Credit: Daniel Cantin/McGill University
As if his reputation needed cementing, astronomers have confirmed Albert Einstein's status as a supergenius once more. Studying a unique pair of pulsars--small and extremely dense leftovers from supernova explosions--researchers have measured an effect that was predicted by Einstein's 92-year-old general theory of relativity. The result, they report tomorrow in Science, is almost exactly what the famous physicist had foreseen.
In Einstein's relativistic universe, matter curves space and slows down time, and the speed of light remains the only constant. But those are the big effects. The theory of relativity also includes some more esoteric details, one of which is called spin precession. The idea goes like this: Two massive bodies orbiting near each other will warp space enough to disturb the central axis around which both are moving, causing them to begin wobbling just like spinning tops. Strong gravity creates this so-called precession, and the more massive the objects, the easier the precession is to observe.
It's not an easy theory to test. Researchers need two very dense objects orbiting very close together, and they have to be able to detect what is going on between them. Black holes are dense, but their event horizons preclude observations. The lack of candidates and telescopic power had frustrated astronomers for years, until the discovery in 2003 of a particular pair of pulsars. These asteroid-sized objects pack sunlike masses, extremely small orbits, and incredibly fast spins. They also emit powerful and ultraregular radio signals that are easily detectable with Earth-based dishes. Most important in this case, one pulsar eclipses the other briefly every couple of hours. That's key to detecting precession, because during each eclipse astronomers can determine the precise angle of the radio signal and therefore the pulsar's wobble over time.
For the past 4 years, an international team has been carefully tracking the signals of one of the pulsars and monitoring the signals' direction during eclipses--a observational technique "that has never been employed before," says astrophysicist and co-author Rene Breton of McGill University in Montreal, Canada. The researchers determined that the precession of the pulsar's orbital axis advances by 4.77 degrees per year, plus or minus 0.66 degrees. Calculations based on Einstein's theory predicted it should advance by 5.07 degrees per year, well within the margin of error.
"It's bang-on," says astrophysicist and Nobel laureate Joseph Taylor of Princeton University. "Einstein's theory passed the test this time," agrees astrophysicist Fotis Gavriil of NASA's Goddard Space Flight Center in Greenbelt, Maryland, who praises the study's "amazing high-precision measurement." So is Einstein's reputation secure?

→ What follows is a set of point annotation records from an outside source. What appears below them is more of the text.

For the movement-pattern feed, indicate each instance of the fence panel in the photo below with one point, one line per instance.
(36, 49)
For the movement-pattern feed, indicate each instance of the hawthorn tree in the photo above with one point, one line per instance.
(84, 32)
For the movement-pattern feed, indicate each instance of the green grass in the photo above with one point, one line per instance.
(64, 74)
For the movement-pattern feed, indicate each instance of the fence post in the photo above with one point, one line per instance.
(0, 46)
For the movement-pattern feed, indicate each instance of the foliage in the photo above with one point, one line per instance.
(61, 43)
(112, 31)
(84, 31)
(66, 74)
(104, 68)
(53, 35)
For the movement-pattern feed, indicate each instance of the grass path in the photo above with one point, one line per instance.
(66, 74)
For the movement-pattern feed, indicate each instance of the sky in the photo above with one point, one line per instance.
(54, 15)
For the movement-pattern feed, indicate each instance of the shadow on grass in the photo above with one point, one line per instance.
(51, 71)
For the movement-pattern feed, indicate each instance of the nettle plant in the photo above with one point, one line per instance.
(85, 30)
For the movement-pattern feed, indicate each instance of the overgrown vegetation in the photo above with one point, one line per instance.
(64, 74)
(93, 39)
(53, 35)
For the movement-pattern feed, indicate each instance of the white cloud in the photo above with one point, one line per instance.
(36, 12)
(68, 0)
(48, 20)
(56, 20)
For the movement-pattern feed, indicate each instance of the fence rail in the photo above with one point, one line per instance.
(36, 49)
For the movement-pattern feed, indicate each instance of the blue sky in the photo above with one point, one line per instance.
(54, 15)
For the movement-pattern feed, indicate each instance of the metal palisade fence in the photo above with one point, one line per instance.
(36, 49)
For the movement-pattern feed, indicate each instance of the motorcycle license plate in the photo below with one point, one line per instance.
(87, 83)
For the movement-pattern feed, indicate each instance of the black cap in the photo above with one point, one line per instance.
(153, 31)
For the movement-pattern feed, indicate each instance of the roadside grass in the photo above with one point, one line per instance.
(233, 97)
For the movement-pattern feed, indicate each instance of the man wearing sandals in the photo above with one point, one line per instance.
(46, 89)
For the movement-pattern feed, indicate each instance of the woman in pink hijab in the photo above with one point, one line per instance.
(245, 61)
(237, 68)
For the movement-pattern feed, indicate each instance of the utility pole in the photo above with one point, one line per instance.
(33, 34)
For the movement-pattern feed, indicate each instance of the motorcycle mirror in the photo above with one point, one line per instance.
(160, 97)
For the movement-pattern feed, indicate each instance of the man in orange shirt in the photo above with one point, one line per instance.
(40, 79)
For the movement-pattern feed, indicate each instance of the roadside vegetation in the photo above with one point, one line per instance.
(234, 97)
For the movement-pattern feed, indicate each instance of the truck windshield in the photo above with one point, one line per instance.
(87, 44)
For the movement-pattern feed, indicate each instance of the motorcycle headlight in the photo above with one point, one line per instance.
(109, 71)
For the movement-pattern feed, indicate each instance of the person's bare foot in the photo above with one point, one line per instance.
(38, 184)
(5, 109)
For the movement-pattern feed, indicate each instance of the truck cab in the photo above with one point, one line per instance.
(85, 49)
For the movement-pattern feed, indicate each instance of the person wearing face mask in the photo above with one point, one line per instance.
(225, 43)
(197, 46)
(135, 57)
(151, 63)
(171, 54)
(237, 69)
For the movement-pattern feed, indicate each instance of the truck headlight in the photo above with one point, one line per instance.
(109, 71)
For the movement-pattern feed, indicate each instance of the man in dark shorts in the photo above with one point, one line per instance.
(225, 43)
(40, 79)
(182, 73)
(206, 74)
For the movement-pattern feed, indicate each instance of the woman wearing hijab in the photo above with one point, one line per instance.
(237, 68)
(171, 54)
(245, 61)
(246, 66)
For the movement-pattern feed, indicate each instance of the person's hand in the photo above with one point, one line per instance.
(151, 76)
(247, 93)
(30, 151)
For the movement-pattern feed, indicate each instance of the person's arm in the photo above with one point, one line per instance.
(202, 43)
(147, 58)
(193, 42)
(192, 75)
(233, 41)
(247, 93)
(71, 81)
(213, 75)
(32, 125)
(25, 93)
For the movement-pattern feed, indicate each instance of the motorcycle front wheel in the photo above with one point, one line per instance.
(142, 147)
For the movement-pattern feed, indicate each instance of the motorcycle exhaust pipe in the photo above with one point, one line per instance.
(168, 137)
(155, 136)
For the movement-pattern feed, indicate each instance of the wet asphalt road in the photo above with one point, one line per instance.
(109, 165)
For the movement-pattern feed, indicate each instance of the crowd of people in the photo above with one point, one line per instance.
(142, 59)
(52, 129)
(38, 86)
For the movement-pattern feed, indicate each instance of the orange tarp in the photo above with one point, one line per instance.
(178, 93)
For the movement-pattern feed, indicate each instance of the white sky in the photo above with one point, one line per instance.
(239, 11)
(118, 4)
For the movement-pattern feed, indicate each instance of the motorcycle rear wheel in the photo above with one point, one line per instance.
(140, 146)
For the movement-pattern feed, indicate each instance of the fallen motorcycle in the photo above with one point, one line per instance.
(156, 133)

Says Gavriil, "Only with experiments like this will we know for sure."
Has anyone ever wondered why Einstein didn’t get a Nobel Prize for his theory on relativity?
It's constant only going through a vacuum. It gets bent and slowed down, i.e. refracted, going through various types of matter.
Is there something special about photons within the universe of particles?
It doesn't have mass, but it has energy according to its wavelength when it behaves like a wave.
Is it the fact that humans have given the effect of photons the name light and found that the processing of light (sight) is the most useful of the human senses for survival?
That's a judgment call.
Or is it because light is the first thing God created?
I'll take a pass on Scripture.
Tom is a former director of the Naval Observatory and a major sort of an expert on the subject; what exactly are YOUR credentials??
Einstein's theories (especially General Relativity) have passed rigorous test after rigorous test for close to a century.
No. This is well known.
I favor efforts to deconstruct Einstein's relativity, however, crackpots need to stand aside.
He also made some prescient observations about dilettantes. Perhaps he saw you.
IINM, in the first decades of the Nobel Prizes, the prize for physics was only awarded for applied (as opposed to theoretical) physics. So after the Eddington expedition validated his theory of relativity (i think the General Theory, but i’m not certain), the Nobel folk awarded the prize to him based (officially, at least) on his work on the photovoltaic effect, which he did in 1905.
The result... is almost exactly what the famous physicist had foreseen.Wow, talk about high precision. /snark
Article was a big mess of worms, no?
Incorrect. If that were the case, then gravity would not bend light. Since it it measurably true that gravity does bend light, the speed of gravity is faster than the speed of light.
How much faster, I do not know. But it is faster.